So after some more research, it appears to me that what they (e.g. the SAM paper) refer to as "topic proportion" is actually alluding the normalized posterior Dirichlet parameters $\gamma^\ast(\mathbf w_d)$ for the topic distribution $\theta_d$ in document $\mathbf w_d$. That the normalized $\gamma^\ast(\mathbf w_d)$ is the expected topic proportion is due to the formula of the mean of Dirichlet distribution -- given $\boldsymbol x \sim \text{Dirichlet}(\boldsymbol x \mid \boldsymbol\alpha)$, $\mathbb E[x_k] = \alpha_k / \sum_{k'} \alpha_{k'}$. Indeed, the authors must be referring to a parameterization of the raw topic proportion since it is a random variable!

In scikit-learn (after version 0.18), you may obtain the topic proportion by:

from sklearn.decomposition import LatentDirichletAllocation

X = ...  # your data
topic_proportion = LatentDirichletAllocation().fit_transform(X)

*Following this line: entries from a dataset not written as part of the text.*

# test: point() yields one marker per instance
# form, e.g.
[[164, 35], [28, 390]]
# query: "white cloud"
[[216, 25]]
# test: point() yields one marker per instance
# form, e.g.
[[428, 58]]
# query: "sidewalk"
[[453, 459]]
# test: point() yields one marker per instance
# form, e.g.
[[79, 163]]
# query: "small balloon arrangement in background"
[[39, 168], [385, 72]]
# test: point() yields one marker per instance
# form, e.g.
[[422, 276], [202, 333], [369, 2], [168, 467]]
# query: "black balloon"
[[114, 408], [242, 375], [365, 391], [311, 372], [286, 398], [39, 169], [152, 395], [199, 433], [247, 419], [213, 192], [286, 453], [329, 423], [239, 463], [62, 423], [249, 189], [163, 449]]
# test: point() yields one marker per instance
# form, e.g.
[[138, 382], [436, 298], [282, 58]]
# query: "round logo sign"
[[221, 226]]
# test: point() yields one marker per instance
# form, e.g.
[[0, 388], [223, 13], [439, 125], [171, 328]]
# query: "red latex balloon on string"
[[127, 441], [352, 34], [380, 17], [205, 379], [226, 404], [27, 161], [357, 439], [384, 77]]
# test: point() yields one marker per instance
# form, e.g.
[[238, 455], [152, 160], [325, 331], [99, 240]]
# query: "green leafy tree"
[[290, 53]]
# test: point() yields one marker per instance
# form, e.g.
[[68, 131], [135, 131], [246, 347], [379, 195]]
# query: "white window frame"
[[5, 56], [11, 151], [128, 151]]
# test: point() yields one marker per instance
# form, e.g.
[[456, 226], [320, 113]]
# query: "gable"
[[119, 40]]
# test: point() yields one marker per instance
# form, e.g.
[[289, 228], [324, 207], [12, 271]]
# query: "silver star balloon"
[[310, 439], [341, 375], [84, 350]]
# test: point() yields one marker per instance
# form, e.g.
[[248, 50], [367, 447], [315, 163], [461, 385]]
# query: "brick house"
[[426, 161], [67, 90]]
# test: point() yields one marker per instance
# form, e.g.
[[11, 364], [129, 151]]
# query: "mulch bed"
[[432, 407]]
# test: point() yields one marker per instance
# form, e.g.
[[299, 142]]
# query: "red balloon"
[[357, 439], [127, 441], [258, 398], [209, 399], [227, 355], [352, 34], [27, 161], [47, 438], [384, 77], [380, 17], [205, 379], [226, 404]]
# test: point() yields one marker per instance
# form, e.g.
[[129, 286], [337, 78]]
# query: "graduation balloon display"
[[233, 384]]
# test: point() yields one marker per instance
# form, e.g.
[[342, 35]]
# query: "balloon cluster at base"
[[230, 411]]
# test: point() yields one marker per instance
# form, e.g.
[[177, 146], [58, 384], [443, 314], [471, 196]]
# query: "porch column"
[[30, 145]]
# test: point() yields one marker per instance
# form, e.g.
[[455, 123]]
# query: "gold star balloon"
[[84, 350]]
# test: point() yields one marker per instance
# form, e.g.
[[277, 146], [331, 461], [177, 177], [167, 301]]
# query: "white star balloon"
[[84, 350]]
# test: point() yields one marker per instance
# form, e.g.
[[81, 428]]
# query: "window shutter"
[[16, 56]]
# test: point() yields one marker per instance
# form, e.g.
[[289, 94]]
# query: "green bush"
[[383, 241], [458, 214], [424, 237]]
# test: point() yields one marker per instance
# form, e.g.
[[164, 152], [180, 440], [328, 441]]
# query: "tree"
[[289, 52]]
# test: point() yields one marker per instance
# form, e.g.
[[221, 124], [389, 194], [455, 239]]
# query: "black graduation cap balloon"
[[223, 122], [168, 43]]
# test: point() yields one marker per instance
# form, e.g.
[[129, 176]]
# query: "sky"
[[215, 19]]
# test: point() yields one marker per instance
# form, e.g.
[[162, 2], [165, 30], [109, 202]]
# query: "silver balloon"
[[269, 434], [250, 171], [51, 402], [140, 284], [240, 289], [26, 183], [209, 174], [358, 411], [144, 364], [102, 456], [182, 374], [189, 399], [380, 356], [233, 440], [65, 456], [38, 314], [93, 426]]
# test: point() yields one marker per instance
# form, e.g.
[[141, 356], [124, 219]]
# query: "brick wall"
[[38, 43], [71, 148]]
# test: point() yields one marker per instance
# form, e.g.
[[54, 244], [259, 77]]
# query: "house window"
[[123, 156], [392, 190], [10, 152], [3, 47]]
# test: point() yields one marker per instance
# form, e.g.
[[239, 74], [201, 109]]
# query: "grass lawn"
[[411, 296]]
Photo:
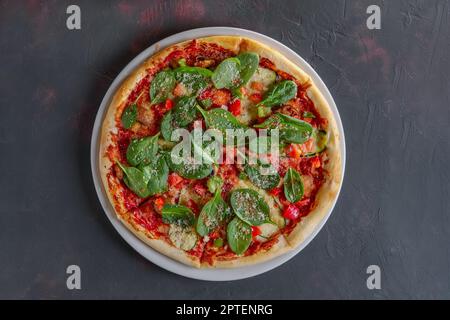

One caveat about the snippet, though, is that I haven't confirmed the theory against scikit-learn source code.


You may find the answer in the original LDA paper by Blei et al. (2003). In section 7.2, the authors proposed to use the posterior Dirichlet parameters $\gamma^\ast(\mathbf w)$, i.e. the variational parameters of the topic proportion of the document $\mathbf w$, as the reduced-dimensionality features.

However, as suggested by @yassem, and also in some other topic model papers, e.g. Reisinger et al. (2010), the SAM paper, adopting directly the topic proportion is also a valid choice.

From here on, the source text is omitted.